Let's start with a table populated in master but not in slave (the id is your primary key):
master_tbl
----------
id, letter
1 A
2 B
3 C
slave_tbl
----------
id, letter
So the script runs some INSERT .... ON DUPLICATE KEY UPDATE
type statement to update or insert the missing rows. You will end up with this:
master_tbl
----------
id, letter
1 A
2 B
3 C
slave_tbl
----------
id, letter
1 A
2 B
3 C
Now you run UPDATE master_tbl SET letter = 'A' WHERE id = 3 LIMIT
to get:
master_tbl
----------
id, letter
1 A
2 B
3 A
slave_tbl
----------
id, letter
1 A
2 B
3 C
Then when the sync runs:
master_tbl
----------
id, letter
1 A
2 B
3 A
slave_tbl
----------
id, letter
1 A
2 B
3 A
No problem.
Now lets go back to before the update statement where our tables looked like:
master_tbl
----------
id, letter
1 A
2 B
3 C
slave_tbl
----------
id, letter
1 A
2 B
3 C
Now let's introduce a very normal complication - a uniqueness constraint forcing letter to be unique.
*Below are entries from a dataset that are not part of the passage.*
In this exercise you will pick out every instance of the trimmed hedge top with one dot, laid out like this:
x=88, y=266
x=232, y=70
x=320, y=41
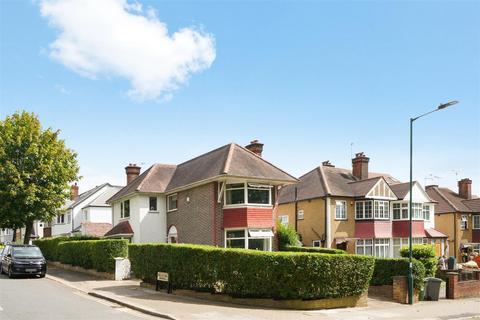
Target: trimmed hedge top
x=249, y=273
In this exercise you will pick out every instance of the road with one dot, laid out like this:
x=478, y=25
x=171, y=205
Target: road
x=44, y=299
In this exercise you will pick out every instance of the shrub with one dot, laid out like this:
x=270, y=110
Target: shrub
x=249, y=273
x=386, y=268
x=93, y=254
x=425, y=254
x=287, y=236
x=49, y=246
x=313, y=250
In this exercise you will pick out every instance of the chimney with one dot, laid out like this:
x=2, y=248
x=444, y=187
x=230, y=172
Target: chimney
x=132, y=171
x=360, y=166
x=74, y=192
x=256, y=147
x=465, y=188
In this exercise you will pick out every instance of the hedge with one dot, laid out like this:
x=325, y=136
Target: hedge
x=314, y=250
x=49, y=246
x=425, y=254
x=93, y=254
x=386, y=268
x=255, y=274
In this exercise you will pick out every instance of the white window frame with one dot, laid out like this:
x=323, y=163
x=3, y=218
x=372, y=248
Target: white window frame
x=248, y=186
x=300, y=214
x=168, y=202
x=476, y=221
x=340, y=210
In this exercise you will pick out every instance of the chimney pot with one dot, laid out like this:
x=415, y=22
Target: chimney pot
x=465, y=188
x=132, y=171
x=256, y=147
x=360, y=166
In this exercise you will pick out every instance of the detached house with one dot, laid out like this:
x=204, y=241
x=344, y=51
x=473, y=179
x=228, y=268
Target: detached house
x=224, y=198
x=86, y=213
x=357, y=210
x=458, y=216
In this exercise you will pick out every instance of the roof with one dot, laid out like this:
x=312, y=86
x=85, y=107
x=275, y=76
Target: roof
x=230, y=160
x=121, y=228
x=448, y=201
x=328, y=180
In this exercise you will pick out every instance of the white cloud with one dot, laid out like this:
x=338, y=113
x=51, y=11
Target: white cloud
x=116, y=37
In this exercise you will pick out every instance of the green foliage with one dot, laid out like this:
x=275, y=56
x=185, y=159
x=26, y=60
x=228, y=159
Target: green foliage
x=287, y=236
x=386, y=269
x=250, y=273
x=93, y=254
x=35, y=171
x=313, y=250
x=49, y=246
x=425, y=254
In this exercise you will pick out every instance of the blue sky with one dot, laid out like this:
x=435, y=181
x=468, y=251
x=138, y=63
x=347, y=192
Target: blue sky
x=305, y=78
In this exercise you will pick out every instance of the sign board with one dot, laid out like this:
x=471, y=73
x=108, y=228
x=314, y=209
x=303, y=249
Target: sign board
x=162, y=276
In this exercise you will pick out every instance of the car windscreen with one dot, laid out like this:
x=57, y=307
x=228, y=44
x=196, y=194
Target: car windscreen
x=26, y=252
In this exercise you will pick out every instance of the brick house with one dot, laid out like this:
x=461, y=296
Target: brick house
x=357, y=210
x=224, y=198
x=457, y=214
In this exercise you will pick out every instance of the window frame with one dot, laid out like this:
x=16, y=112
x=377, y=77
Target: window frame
x=342, y=215
x=168, y=202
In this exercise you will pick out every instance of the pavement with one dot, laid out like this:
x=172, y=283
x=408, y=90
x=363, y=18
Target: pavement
x=128, y=293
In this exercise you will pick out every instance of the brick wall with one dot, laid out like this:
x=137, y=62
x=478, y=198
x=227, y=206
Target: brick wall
x=462, y=289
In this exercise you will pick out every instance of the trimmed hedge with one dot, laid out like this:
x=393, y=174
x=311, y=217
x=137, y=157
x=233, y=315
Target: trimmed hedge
x=425, y=254
x=49, y=246
x=386, y=268
x=250, y=273
x=314, y=250
x=93, y=254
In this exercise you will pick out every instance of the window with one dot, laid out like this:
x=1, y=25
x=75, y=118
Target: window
x=125, y=209
x=364, y=246
x=382, y=248
x=340, y=210
x=381, y=210
x=464, y=222
x=172, y=202
x=426, y=212
x=283, y=219
x=152, y=203
x=476, y=221
x=363, y=210
x=300, y=215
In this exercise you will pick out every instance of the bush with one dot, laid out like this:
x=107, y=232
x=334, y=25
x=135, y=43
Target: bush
x=249, y=273
x=93, y=254
x=287, y=236
x=386, y=268
x=425, y=254
x=314, y=250
x=49, y=246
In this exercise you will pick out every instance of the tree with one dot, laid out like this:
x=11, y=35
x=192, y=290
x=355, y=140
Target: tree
x=36, y=169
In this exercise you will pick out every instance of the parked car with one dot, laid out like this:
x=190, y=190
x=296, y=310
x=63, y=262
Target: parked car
x=23, y=259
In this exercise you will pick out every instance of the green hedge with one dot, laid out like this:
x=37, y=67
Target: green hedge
x=314, y=250
x=49, y=246
x=425, y=254
x=386, y=268
x=93, y=254
x=249, y=273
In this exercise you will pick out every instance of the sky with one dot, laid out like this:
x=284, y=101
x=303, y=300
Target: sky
x=164, y=81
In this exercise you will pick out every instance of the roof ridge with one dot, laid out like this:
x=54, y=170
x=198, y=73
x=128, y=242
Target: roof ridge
x=228, y=161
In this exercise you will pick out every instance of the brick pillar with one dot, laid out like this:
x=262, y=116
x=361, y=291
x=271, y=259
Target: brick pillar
x=452, y=283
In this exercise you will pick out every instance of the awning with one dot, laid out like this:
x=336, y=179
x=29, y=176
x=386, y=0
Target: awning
x=432, y=233
x=260, y=233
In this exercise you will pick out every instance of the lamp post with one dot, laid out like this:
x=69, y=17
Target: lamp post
x=410, y=266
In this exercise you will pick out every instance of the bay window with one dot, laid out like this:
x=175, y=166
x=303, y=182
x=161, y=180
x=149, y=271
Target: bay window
x=248, y=193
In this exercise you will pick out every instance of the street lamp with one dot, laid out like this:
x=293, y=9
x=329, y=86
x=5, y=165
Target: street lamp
x=410, y=267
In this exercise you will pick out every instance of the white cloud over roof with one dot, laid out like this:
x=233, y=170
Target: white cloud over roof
x=118, y=38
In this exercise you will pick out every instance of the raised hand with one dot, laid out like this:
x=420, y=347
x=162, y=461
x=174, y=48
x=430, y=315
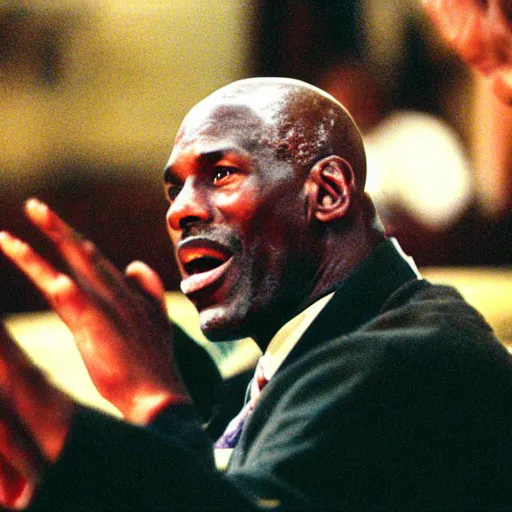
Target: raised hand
x=119, y=321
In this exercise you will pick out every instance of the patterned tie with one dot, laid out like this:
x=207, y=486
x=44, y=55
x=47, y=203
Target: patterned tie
x=234, y=429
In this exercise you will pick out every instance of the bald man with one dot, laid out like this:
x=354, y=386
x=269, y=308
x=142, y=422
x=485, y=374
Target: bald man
x=376, y=389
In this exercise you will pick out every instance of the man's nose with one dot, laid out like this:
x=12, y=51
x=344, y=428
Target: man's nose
x=190, y=206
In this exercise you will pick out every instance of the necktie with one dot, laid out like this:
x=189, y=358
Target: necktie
x=233, y=431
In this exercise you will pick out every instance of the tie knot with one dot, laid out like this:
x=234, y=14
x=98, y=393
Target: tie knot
x=261, y=380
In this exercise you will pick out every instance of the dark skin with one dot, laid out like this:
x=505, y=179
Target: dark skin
x=267, y=211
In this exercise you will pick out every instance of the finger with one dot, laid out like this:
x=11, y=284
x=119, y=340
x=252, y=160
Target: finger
x=16, y=490
x=87, y=264
x=148, y=280
x=58, y=288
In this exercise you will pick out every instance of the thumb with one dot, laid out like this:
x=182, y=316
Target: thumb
x=147, y=280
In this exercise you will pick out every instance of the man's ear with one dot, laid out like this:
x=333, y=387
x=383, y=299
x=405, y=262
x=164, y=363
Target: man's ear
x=330, y=187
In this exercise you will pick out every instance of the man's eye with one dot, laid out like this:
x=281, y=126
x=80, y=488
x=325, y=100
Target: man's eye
x=221, y=173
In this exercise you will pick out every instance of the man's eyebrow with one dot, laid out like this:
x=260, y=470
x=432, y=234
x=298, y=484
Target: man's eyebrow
x=205, y=158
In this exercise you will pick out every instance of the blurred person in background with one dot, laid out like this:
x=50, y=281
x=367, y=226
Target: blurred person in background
x=481, y=34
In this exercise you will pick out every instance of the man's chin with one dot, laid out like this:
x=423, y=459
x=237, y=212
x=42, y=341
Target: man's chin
x=217, y=325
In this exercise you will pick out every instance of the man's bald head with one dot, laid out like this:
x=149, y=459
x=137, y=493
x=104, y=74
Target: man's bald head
x=299, y=122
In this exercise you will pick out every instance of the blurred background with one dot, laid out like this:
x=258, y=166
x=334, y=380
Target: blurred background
x=92, y=93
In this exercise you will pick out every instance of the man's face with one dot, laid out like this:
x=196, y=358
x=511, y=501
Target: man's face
x=481, y=33
x=237, y=220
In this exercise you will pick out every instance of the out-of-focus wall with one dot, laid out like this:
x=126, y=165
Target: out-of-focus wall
x=124, y=74
x=91, y=95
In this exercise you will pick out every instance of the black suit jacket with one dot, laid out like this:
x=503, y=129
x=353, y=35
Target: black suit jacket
x=398, y=396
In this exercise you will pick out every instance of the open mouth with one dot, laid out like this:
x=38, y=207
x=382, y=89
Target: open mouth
x=204, y=263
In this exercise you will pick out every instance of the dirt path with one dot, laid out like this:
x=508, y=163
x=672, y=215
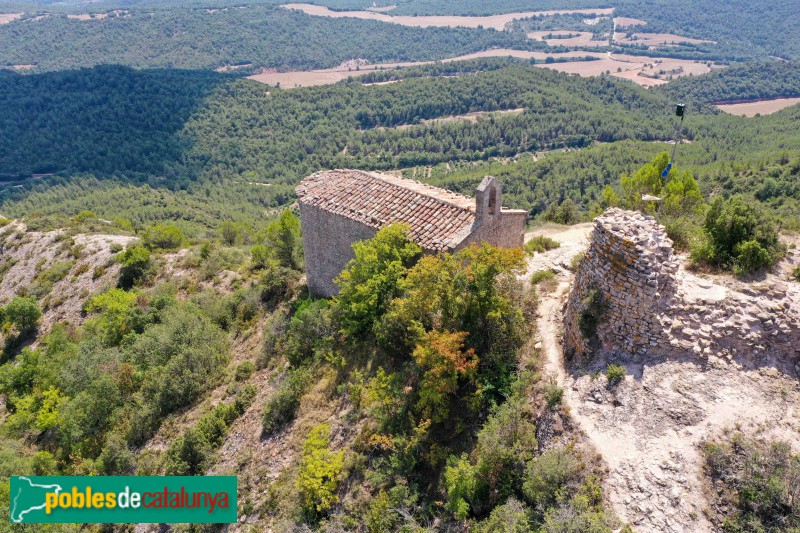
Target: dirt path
x=650, y=428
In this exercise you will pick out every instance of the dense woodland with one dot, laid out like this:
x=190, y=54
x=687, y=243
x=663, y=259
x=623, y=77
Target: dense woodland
x=264, y=36
x=261, y=34
x=744, y=81
x=415, y=397
x=219, y=138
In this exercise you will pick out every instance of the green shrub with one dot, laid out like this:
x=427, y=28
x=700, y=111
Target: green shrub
x=244, y=371
x=511, y=517
x=542, y=275
x=136, y=266
x=751, y=257
x=277, y=284
x=21, y=314
x=550, y=477
x=615, y=373
x=282, y=236
x=44, y=464
x=281, y=408
x=685, y=231
x=184, y=356
x=310, y=331
x=761, y=480
x=740, y=237
x=461, y=481
x=541, y=244
x=260, y=256
x=578, y=515
x=162, y=237
x=567, y=212
x=189, y=455
x=319, y=472
x=116, y=457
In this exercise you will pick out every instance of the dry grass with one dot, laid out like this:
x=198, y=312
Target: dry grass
x=497, y=22
x=5, y=18
x=659, y=39
x=626, y=22
x=579, y=39
x=758, y=107
x=311, y=78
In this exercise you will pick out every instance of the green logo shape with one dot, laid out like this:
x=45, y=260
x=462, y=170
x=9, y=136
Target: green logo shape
x=122, y=499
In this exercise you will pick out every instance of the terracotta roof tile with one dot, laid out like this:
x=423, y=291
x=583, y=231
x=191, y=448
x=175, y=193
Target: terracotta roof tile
x=438, y=219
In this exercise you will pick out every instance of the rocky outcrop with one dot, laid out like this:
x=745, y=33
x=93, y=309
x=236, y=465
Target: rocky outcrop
x=649, y=306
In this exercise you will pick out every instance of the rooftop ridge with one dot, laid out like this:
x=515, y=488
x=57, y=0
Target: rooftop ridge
x=437, y=193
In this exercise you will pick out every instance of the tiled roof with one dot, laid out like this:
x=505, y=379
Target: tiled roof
x=438, y=219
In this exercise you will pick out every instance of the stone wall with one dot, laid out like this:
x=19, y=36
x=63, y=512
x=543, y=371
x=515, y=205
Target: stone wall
x=652, y=307
x=328, y=246
x=506, y=230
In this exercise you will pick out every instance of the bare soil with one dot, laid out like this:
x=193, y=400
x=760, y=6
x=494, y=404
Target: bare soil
x=625, y=22
x=5, y=18
x=311, y=78
x=656, y=39
x=581, y=39
x=497, y=22
x=758, y=107
x=651, y=427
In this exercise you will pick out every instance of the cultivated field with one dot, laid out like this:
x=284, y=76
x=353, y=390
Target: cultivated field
x=758, y=107
x=310, y=78
x=626, y=22
x=468, y=117
x=559, y=38
x=99, y=16
x=497, y=22
x=657, y=39
x=5, y=18
x=645, y=71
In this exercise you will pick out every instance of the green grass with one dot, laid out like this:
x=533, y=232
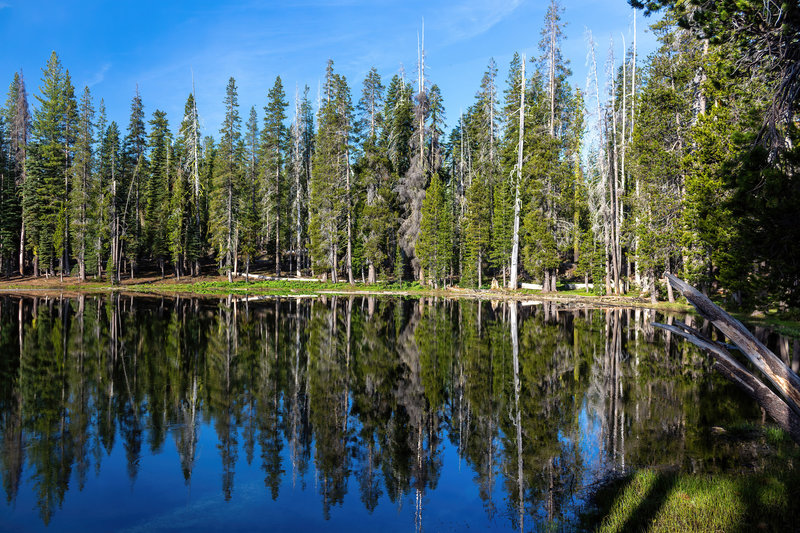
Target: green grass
x=666, y=501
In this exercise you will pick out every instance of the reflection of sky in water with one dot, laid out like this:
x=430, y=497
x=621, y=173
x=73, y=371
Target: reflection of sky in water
x=159, y=499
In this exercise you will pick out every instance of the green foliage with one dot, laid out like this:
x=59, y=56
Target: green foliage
x=434, y=246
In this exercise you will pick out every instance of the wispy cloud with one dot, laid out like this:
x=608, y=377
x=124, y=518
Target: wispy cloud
x=98, y=76
x=470, y=19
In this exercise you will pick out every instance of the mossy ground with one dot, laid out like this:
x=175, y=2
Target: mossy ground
x=761, y=498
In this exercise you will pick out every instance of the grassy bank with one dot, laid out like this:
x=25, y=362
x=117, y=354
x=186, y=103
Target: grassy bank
x=218, y=285
x=760, y=497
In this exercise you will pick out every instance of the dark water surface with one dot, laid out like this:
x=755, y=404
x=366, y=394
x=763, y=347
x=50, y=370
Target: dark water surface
x=122, y=413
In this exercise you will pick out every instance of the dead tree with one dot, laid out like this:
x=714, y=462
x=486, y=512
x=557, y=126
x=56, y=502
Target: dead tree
x=784, y=405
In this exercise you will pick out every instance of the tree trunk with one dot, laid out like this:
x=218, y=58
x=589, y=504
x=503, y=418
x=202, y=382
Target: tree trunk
x=652, y=283
x=22, y=250
x=512, y=281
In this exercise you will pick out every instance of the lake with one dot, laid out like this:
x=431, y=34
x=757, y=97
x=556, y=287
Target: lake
x=141, y=413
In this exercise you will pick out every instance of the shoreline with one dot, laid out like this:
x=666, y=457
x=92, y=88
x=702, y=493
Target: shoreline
x=219, y=286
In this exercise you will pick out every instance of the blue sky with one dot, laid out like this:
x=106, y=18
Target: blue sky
x=113, y=46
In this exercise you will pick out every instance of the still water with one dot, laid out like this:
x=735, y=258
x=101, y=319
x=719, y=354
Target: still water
x=132, y=413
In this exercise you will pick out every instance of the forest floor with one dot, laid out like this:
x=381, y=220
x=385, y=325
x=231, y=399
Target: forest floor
x=299, y=287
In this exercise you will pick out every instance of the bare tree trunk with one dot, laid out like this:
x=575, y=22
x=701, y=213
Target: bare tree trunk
x=349, y=264
x=22, y=249
x=277, y=221
x=512, y=281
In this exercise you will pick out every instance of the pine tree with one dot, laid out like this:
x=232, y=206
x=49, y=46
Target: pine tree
x=328, y=196
x=82, y=169
x=434, y=246
x=15, y=129
x=301, y=146
x=249, y=199
x=43, y=190
x=373, y=172
x=134, y=172
x=99, y=225
x=157, y=199
x=273, y=150
x=227, y=177
x=190, y=149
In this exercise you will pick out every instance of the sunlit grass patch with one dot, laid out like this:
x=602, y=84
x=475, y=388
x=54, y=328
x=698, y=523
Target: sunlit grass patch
x=652, y=500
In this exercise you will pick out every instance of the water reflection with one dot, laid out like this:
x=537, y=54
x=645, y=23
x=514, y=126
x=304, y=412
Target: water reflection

With our new constraint, UPDATE master_tbl SET letter = 'A' WHERE id = 3 LIMIT
would now fail. But we can perform a series of updates to achieve the same result.
UPDATE master_tbl SET letter = 'D' WHERE id = 3 LIMIT
UPDATE master_tbl SET letter = 'C' WHERE id = 1 LIMIT
UPDATE master_tbl SET letter = 'A' WHERE id = 3 LIMIT
Now we end up with a master_tbl which looks like:
master_tbl
----------
id, letter
1 A̷ C
2 B
3 C̷ D̷ A
Now when the syncer goes to update the slave. It tries to update row 1 to C - this would throw an error since C already exists in row 3.
To allow row 1 to update to C, you have to update row 3. So let's do the update on row 3 first, then row 1. However, row 3 cannot be updated to A since that will also throw a uniqueness error
And now you realize the crux of the issue. Without a uniqueness constraints our syncer could mindlessly update/insert slave rows such that they matched the master. But, now with the uniqueness constraint, such operations cannot occurs.
To circumvent this issue, perhaps you could use a transaction, and do all the updates at the same time to prevent any duplicate values, but languages like MySQL do not defer foreign key constraints (see here).
If somehow the syncer knew row 3 was first changed to D then row 1 to C, and then row 3 to A then the updates could happen. That is exactly what a binlog is - it records every transaction and then the slave just runs through the transaction in the same order that occurred on the master!
Running through this theoretical exercise made me realize why the binlog actually exits and how diffing two tables is not enough. Hopefully, you realized the same!